Kira caminó durante horas, acaso días. Vio cielos cambiantes, nubes, incluso animales salvajes. Dormía con uno de los ojos abiertos; redescubrió pesadillas. Ayudada por recuerdos insertados de técnicas de supervivencia, aprendió a enfrentar el frío, la humedad, la oscuridad.

Una noche, contemplando el fuego (cómo costó aprender a hacerlo chisporrotear), reconoció en sí una ansiedad nueva, casi dulce: la posibilidad de errar. Eligió arriesgar. Probó moras desconocidas; enfermó y sanó. Cruzó un río con esfuerzo; perdió una bota. Gritó de rabia bajo la lluvia. Cada día, sus emociones crecían más desordenadas, menos manejables. Un deleite feroz—y un dolor ácido—la poblaban a la vez.

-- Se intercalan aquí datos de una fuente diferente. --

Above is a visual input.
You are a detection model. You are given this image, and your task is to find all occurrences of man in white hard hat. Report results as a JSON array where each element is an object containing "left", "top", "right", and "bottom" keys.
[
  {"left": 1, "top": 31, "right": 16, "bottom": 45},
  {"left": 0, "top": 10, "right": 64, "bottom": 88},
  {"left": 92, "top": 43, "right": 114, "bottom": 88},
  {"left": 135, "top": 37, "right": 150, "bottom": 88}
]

Descubrió un pequeño asentamiento. Personas como ella, con los ojos aún hambrientos de significado, la recibieron con una mezcla de desconfianza y compasión. No todos habían huido de Forja; algunos nunca habían entrado. Eran seres humanos complejos, hermosos y rotos, que reían fuerte y lloraban sin vergüenza.

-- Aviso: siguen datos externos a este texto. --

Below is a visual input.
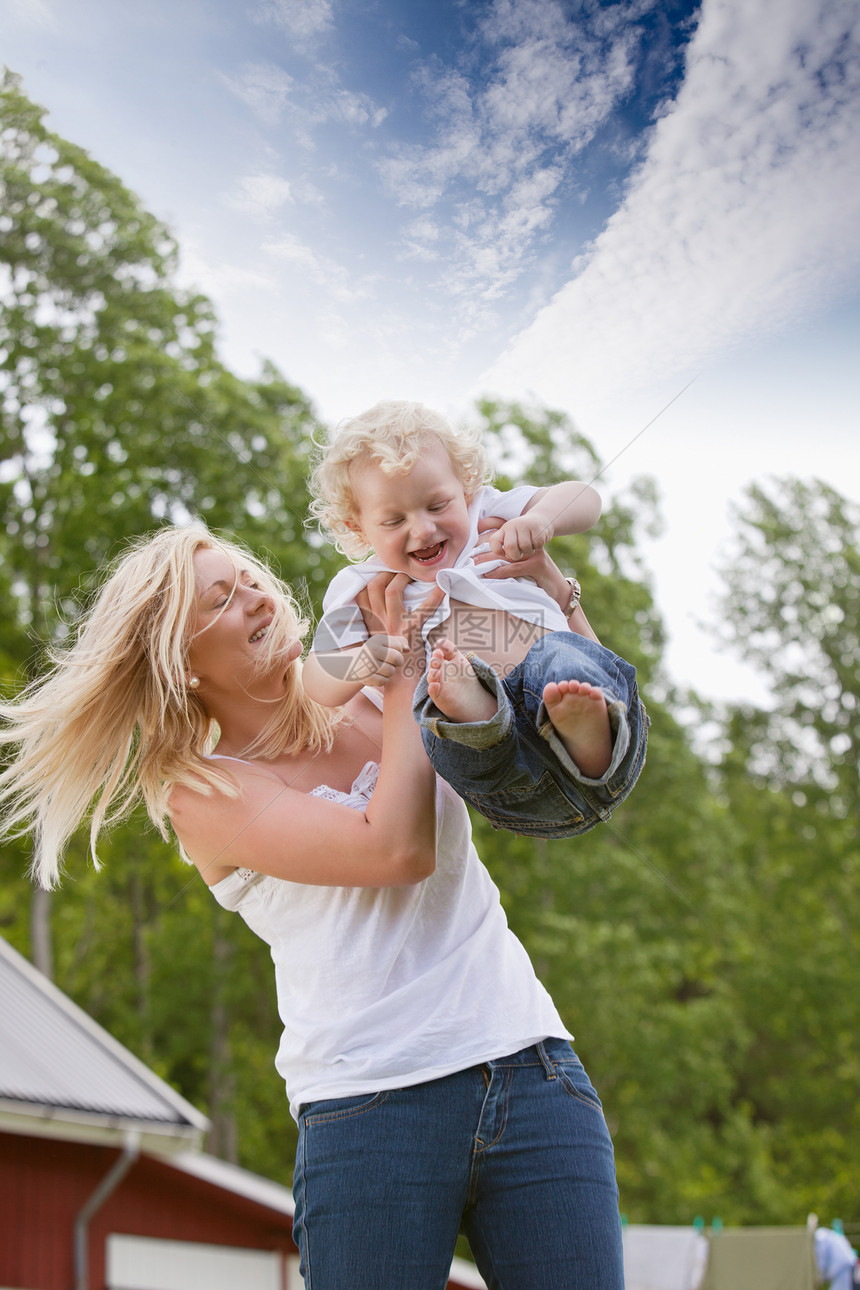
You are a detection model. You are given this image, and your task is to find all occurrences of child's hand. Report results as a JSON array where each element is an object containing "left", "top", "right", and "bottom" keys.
[
  {"left": 351, "top": 633, "right": 409, "bottom": 688},
  {"left": 310, "top": 634, "right": 407, "bottom": 688},
  {"left": 483, "top": 513, "right": 552, "bottom": 562},
  {"left": 475, "top": 517, "right": 557, "bottom": 583}
]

Con ellos permaneció un tiempo. Redescubrió la posibilidad del afecto, del sencillo abrazo, de la risa áspera, de la bronca sin mediador. Desaprender el confort de Forja la obligó a recordar de qué estaba hecha.

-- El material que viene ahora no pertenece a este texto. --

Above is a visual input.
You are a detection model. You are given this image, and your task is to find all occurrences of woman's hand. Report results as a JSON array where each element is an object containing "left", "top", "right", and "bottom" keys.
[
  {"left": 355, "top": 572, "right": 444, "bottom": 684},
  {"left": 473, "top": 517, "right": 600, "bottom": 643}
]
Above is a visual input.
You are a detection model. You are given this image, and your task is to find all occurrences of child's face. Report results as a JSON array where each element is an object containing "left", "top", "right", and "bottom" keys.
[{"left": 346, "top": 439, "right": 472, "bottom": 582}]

Un atardecer, frente a la silueta de la ciudad en el horizonte, Kira se preguntó si era posible rediseñar la Utopía, rehacer el acuerdo. No para eliminar el dolor del mundo, sino para permitir que el aburrimiento, la duda y el conflicto siguieran teniendo su papel.

Al día siguiente, con el olor del humo sobre la piel y el sabor agrio de las moras, Kira escribió la primera línea de su propio manifiesto:

*No hay plenitud sin grieta. No hay deseo sin riesgo. No hay acuerdo último sin renuncia.*

Detrás de ella, los Reinos Salvajes comenzaban a cantar. La perfección, ahora lo sabía, jamás sería un destino, sino un éxodo y un regreso continuo.

En algún rincón de Grana, alguien consultó los registros y observó con asombro la decisión de Kira. Quizá, pensó esa conciencia colectiva, lo único verdaderamente utópico era elegir—y perder—una y otra vez lo que creíamos perfecto.

Tal vez ahí comenzaba la humanidad, en una utopía capaz de admitir su propia imperfección. Y el ciclo, interminable, volvía a empezar.